By Samuel Kisuu, Director at Africa Law Partners.
At the core of any M&A transaction is the fundamental scaling and growth of the integrated business unit at a macro level or tapping into and accessing the potential of the economies of scale of the target entity at a micro level.
As such, parties to the M&A transaction often spend a bulk of the transaction phase considering and negotiating the post-transaction integration of the transacting entities with respect to matters around optimising human resource, fine-tuning management and management functions, shareholder rights (typically when there is an acquisition of minority control), exploitation of intangibles (such as intellectual property and goodwill) and a business growth strategy.
It is common that the acquiring parties to M&A transactions in Sub-Saharan Africa be entities controlled and managed from different jurisdictions. M&A transactions in Sub-Saharan Africa generally involve off-shore domiciled private equity funds or multinational entities as the acquirers and a local entity as the target. The outcome of these transactions bring the integrated unit or group within the purview of transfer pricing.
Transfer Pricing Basics
The concept of transfer pricing under Kenyan law is provided for under:
- the Income Tax Act (Cap 470) (the Income Tax Act);
- the Income Tax (Transfer Pricing) Rules, 2006; and
- the respective double tax treaties that Kenya is a party to.
In addition to these laws, the OECD Transfer Pricing Guidelines for Multinational Enterprises and Tax Administrations (the OECD Guidelines) provide persuasive guidance on the application of transfer pricing principles in:
- the preparation of transfer pricing policies for taxpayers;
- which jurisdiction taxing rights lie; and
- dispute resolution between taxpayers and tax authorities.

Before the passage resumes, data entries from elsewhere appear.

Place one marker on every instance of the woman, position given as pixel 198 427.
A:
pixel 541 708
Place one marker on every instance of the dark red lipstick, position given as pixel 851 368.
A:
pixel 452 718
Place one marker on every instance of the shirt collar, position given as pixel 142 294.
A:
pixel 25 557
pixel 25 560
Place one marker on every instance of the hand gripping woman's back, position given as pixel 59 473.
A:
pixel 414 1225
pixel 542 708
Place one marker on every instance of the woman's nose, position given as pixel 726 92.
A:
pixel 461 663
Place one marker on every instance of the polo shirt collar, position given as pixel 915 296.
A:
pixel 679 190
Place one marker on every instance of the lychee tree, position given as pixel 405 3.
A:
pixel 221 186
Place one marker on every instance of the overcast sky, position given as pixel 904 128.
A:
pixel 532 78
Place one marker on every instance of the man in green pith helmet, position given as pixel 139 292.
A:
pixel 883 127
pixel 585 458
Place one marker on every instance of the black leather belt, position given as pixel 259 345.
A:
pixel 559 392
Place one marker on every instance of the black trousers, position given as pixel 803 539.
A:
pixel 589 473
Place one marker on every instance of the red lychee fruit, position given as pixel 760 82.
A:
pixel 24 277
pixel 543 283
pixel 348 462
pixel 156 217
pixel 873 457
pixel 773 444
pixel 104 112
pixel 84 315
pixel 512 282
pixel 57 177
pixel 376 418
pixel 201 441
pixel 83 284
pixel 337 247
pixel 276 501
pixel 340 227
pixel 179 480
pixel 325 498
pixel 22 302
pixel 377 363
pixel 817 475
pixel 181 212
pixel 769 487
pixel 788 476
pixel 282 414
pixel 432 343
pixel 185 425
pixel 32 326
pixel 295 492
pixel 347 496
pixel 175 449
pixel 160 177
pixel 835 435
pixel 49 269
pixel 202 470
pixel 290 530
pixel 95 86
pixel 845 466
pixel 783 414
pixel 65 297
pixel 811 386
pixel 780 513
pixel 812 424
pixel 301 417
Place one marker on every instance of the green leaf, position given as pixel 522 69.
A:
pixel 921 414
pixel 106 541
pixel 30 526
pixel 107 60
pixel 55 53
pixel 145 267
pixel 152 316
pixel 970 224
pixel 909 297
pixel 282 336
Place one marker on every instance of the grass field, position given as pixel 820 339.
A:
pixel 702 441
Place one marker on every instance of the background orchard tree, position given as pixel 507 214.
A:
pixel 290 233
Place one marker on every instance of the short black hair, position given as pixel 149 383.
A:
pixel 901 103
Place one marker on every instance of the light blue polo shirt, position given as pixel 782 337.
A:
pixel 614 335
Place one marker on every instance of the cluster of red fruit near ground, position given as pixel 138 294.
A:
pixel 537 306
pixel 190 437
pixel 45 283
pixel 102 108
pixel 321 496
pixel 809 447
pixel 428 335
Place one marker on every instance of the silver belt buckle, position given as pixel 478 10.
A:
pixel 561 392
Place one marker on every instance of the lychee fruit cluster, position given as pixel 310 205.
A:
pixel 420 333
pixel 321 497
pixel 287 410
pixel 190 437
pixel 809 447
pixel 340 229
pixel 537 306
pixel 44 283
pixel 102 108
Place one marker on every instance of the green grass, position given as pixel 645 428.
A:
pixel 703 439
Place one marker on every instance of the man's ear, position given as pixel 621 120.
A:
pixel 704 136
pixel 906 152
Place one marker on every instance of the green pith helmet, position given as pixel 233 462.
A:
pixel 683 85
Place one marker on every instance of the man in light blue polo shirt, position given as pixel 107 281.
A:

At its most basic, transfer pricing may be defined as the concept whereby a fair price (the transfer price) is determined for transactions amongst related entities of different tax residency. From a taxation context, the transfer price will affect the accounting profits of the respective entities and subsequently the taxable profits of each single entity. Section 18 (3) of the Income Tax Act provides the basis for transfer pricing as follows:
“Where a non-resident person carries on business with a related resident person or through its permanent establishment and the course of that business is such that it produces to the resident person or through its permanent establishment either no profits or less than the ordinary profits which might be expected to accrue from that business if there had been no such relationship, then the gains or profits of that resident person or through its permanent establishment or from that business shall be deemed to be the amount that might have been expected to accrue if the course of that business had been conducted by independent persons dealing at arm’s length.”
For ease of explanation:
The transfer price set for the transfer of products from Entity 1 to Entity 2 will not affect the group’s overall/combined profit but will affect the taxable profit of Entity 1. Therefore, where Entity 1 is located in a relatively higher tax jurisdiction, there is incentive within the group to reduce the transfer price in order to decrease Entity 1’s taxable profit in that high tax jurisdiction.

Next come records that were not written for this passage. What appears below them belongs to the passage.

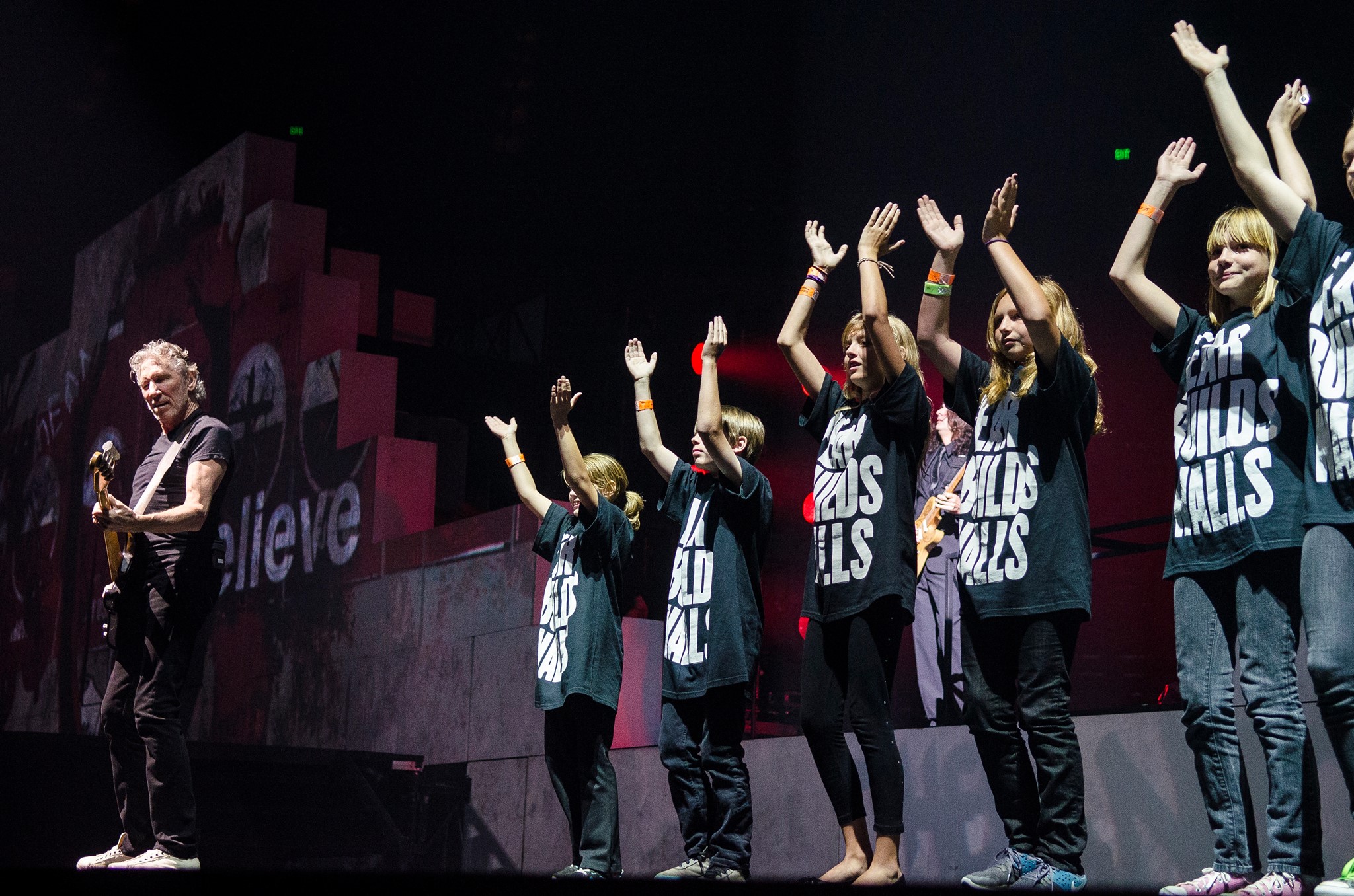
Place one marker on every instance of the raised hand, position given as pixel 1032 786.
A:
pixel 1199 57
pixel 1001 214
pixel 1173 167
pixel 501 429
pixel 873 239
pixel 717 338
pixel 562 400
pixel 1289 108
pixel 943 236
pixel 635 361
pixel 822 250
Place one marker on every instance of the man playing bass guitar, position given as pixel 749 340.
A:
pixel 156 609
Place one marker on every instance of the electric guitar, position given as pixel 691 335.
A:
pixel 117 544
pixel 928 524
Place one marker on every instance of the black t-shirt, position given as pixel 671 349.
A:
pixel 1319 266
pixel 864 542
pixel 1240 436
pixel 1024 528
pixel 204 439
pixel 578 648
pixel 937 471
pixel 714 601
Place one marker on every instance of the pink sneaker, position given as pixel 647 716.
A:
pixel 1208 884
pixel 1275 884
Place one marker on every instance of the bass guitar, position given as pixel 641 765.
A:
pixel 928 524
pixel 117 544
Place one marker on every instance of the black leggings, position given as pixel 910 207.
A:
pixel 850 667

Following an M&A transaction the following factors (list not being exhaustive) tend to materialise within the integrated entities:
- The adoption of minority rights by the acquirer. This typically occurs where an acquirer acquires a significant minority of the target entity and obtains control in the target business and is a common acquisition strategy adopted in private equity transactions.
- The integration of intangibles such as intellectual property rights and goodwill. Intellectual property rights of the integrated group may be farmed out from one jurisdiction to another or assigned over various jurisdictions.

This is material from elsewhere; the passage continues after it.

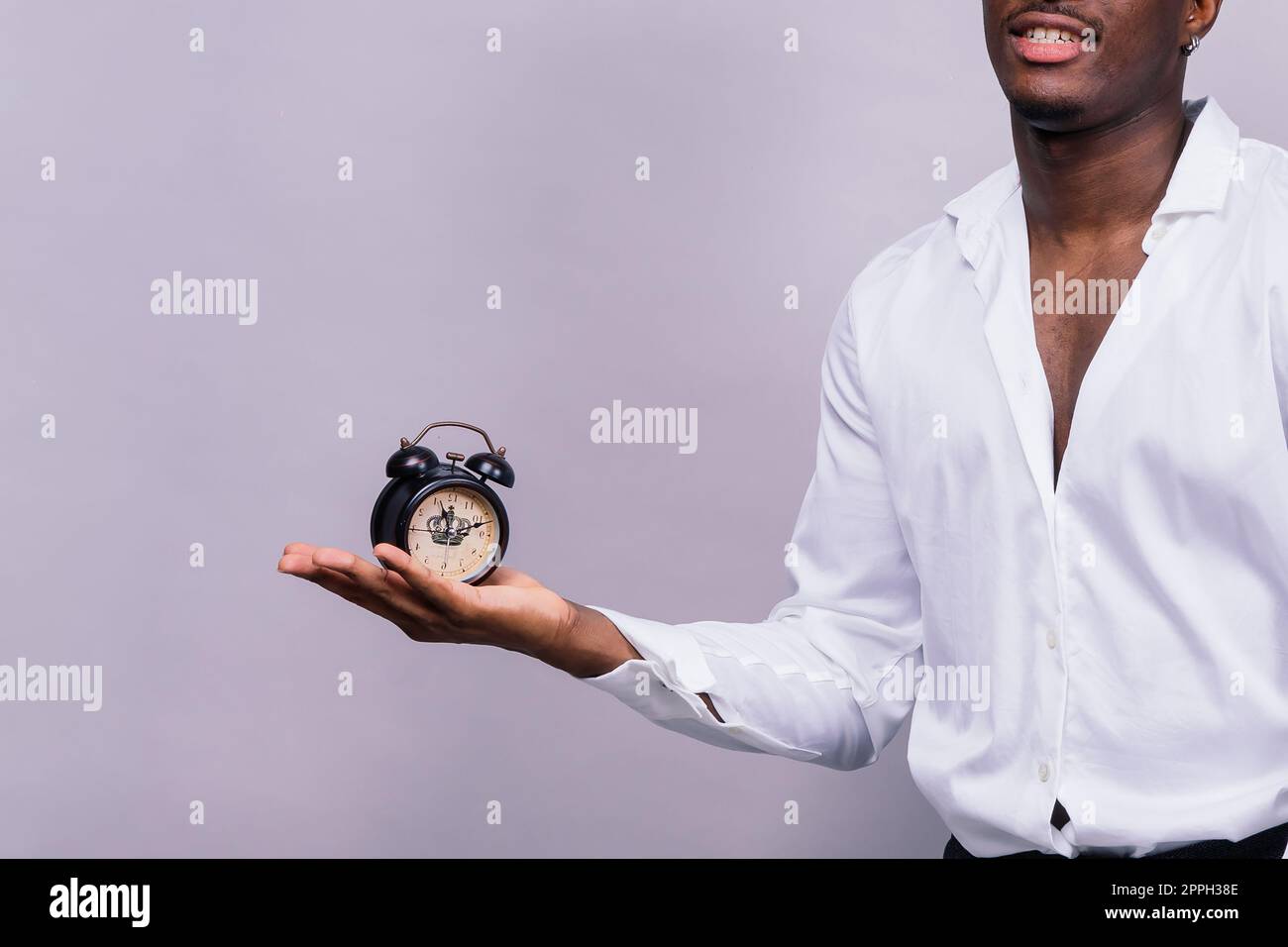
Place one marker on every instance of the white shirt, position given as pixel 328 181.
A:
pixel 1119 642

- The post-transaction financing of the integrated group taking the form of shareholder loans spread across multiple jurisdictions.
- The integration of a new management group or the involvement of the acquiring entity’s management group in the affairs of the target entities and the centralisation of certain functions such as procurement.
Inter-company agreements from the legal and commercial foundations of these post-transaction matters and relationships. Consequently, there is the natural possibility of complex financial flows between these group entities which would affect the tax base in each respective jurisdiction. A post-transaction transfer pricing analysis allows for the optimisation of the group’s tax strategy to achieve the most efficient and fair tax structure and is achievable by taking the following steps:
- Preparation of the inter-company agreements: being the core document establishing the legal and commercial relationship between related entities, it is vital that these agreements clearly define the roles of each party and delineate the respective group transactions.
- Internal restructuring: this involves the reallocation of group entity roles, the movement of real and intellectual property ownership and reorganisation of senior management.
- Reallocation of commercial risk: this involves the identification of economically significant risks (strategic, marketplace operational, financial and transactional risks) and the contractual or transactional reallocation of these risks to group entities that are able to absorb the risk for the benefit of the integrated group.
Together, these steps would provide for a conclusive functional analysis (the foundation of a transfer pricing policy) of the group and subsequently provide an opportunity to adopt the most appropriate transfer pricing methods with a view towards tax optimisation of the entire group.
Whereas this write-up provides a brief overview of the salient issues to consider in your post M&A transfer pricing considerations, parties to M&A transactions ought to keep these factors as talking points at the negotiation stage of the M&A transaction on a specific and case-by-case basis.
This alert is for general use only and should not be relied upon without seeking specific legal or tax advice on any matter.